Using a threshold on the p-value or on the false discovery rate is possible to select a number of events differentially spliced. In our case, the top 1000 events with most significant Event Pointer p-value were selected. The group of differentially spliced events is used to perform a Fisher’s exact test for all the RBPs in the database with the aid of the CLIP experiments stored in the ExS matrix, as follows:

$$ P\left(X>k\right)={\sum}_{x=k}^K\frac{\left(\begin{array}{c}K\\ {}x\end{array}\right)\left(\begin{array}{c}M-K\\ {}m-x\end{array}\right)}{\left(\begin{array}{c}M\\ {}m\end{array}\right)}, $$

where M is the total number of events, K is 1000 –the number of selected events-, m is the number of events regulated by RBPi and k is the number of events within K regulated by RBPi (Fig. 4, Panel 3). RBPs are ranked according p-value of the CLIP enrichment test.

RBPs’ gene expression can be used as an independent source of information to augment the CLIP enrichment test. The standard pipeline of limma [43] was used to get the differentially expressed RBPs and the corresponding p-value.
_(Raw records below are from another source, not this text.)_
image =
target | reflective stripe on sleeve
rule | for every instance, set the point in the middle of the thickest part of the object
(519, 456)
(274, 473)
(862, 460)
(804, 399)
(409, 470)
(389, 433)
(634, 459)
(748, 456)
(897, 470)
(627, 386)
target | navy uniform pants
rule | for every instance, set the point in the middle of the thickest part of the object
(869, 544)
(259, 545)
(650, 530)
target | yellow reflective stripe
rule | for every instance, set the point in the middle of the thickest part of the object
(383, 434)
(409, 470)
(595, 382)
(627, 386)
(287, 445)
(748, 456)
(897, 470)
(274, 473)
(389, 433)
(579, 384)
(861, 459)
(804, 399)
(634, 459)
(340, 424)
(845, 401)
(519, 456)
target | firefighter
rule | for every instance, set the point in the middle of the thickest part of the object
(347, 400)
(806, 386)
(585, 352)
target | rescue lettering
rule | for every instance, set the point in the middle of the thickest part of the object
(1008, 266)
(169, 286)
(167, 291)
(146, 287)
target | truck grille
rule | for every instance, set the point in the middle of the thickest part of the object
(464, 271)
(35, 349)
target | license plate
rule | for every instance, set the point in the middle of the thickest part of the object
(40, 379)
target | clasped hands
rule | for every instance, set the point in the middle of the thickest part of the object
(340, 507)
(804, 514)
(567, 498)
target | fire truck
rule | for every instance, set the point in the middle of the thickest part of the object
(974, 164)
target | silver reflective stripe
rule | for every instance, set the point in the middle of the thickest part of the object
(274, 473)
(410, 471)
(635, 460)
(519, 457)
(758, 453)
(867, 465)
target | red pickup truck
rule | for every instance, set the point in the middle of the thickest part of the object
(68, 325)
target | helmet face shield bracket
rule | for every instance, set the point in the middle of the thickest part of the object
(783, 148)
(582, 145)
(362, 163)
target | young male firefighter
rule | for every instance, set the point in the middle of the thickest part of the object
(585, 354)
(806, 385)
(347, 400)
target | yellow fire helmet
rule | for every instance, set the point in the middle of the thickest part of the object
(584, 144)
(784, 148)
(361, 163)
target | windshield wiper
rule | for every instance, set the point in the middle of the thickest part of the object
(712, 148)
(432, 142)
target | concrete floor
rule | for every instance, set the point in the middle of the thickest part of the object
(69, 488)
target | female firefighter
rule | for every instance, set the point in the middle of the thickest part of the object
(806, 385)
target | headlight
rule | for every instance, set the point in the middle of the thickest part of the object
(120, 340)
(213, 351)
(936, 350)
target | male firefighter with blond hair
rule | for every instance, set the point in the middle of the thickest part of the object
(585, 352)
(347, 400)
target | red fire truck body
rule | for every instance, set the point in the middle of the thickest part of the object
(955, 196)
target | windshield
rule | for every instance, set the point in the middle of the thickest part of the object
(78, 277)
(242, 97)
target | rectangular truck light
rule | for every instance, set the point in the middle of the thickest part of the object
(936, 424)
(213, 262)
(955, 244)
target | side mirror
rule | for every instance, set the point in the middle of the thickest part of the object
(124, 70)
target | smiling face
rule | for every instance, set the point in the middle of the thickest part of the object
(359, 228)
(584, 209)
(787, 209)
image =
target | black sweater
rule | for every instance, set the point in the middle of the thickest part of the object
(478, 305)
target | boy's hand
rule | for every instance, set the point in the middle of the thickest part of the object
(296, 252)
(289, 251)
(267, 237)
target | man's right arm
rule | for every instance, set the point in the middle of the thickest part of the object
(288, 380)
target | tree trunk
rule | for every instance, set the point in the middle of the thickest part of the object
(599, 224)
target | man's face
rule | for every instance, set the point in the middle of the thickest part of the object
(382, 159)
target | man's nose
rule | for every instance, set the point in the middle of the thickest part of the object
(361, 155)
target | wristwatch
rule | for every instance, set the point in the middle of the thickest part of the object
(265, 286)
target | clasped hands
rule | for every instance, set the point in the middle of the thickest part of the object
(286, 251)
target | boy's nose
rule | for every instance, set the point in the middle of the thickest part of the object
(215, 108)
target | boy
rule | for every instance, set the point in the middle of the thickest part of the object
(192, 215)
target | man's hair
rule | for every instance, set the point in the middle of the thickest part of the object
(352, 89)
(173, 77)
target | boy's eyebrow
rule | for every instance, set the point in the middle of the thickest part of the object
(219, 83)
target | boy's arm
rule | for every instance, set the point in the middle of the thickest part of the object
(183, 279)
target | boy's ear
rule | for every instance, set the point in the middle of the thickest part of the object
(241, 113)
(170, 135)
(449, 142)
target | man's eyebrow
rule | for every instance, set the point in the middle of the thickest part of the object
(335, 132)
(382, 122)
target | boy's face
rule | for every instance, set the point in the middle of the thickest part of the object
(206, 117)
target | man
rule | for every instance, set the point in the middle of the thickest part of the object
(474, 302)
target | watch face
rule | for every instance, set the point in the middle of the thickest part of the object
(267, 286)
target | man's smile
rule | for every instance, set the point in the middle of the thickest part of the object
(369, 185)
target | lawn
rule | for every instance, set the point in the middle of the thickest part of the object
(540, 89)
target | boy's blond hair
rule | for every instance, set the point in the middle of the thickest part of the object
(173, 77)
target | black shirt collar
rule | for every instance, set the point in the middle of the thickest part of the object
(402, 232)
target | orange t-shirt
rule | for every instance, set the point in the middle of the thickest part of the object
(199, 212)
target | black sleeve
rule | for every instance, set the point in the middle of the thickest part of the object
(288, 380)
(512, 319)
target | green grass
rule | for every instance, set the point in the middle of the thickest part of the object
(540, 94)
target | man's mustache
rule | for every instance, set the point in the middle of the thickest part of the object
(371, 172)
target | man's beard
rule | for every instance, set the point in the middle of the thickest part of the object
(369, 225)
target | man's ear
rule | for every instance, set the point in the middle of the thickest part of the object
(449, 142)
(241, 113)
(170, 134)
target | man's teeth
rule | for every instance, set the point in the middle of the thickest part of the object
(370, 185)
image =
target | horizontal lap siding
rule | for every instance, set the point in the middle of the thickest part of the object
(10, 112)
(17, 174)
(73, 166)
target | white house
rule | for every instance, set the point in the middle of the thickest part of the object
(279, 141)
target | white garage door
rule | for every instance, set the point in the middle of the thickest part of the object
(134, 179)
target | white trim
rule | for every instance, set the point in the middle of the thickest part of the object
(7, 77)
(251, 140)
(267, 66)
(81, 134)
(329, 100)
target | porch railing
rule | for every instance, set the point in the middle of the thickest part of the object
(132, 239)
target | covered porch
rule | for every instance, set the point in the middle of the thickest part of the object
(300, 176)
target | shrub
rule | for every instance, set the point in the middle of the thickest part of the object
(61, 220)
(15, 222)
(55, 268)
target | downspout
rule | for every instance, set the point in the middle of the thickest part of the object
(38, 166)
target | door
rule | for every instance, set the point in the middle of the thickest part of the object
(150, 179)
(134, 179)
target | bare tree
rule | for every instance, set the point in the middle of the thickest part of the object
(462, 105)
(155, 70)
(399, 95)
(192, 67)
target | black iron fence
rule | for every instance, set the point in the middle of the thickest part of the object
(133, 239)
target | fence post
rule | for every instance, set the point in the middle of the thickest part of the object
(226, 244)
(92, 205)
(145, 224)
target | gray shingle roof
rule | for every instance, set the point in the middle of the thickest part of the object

These 2 p-values (CLIP enrichment and gene expression) can be summarized in different ways: Fisher and Stouffer methods [44, 45], summing up the p-values and correct the sum by the Irvin-Hall distribution, etc. In this work, the p-values have not been summarized since the proposed gold-standard experiments directly knock-down a RBP. The expression changes of the knock-down genes are strongly significant due to the efficiency of the siRNAs. Therefore, summarizing the p-values in our experiments would return an optimistic view of the pipeline, as it would benefit only those RBPs that change their expression. We simply set a loose filter on the RBPs that were differentially expressed (limma p-value < 0.05; |log2 FC| > 0.58).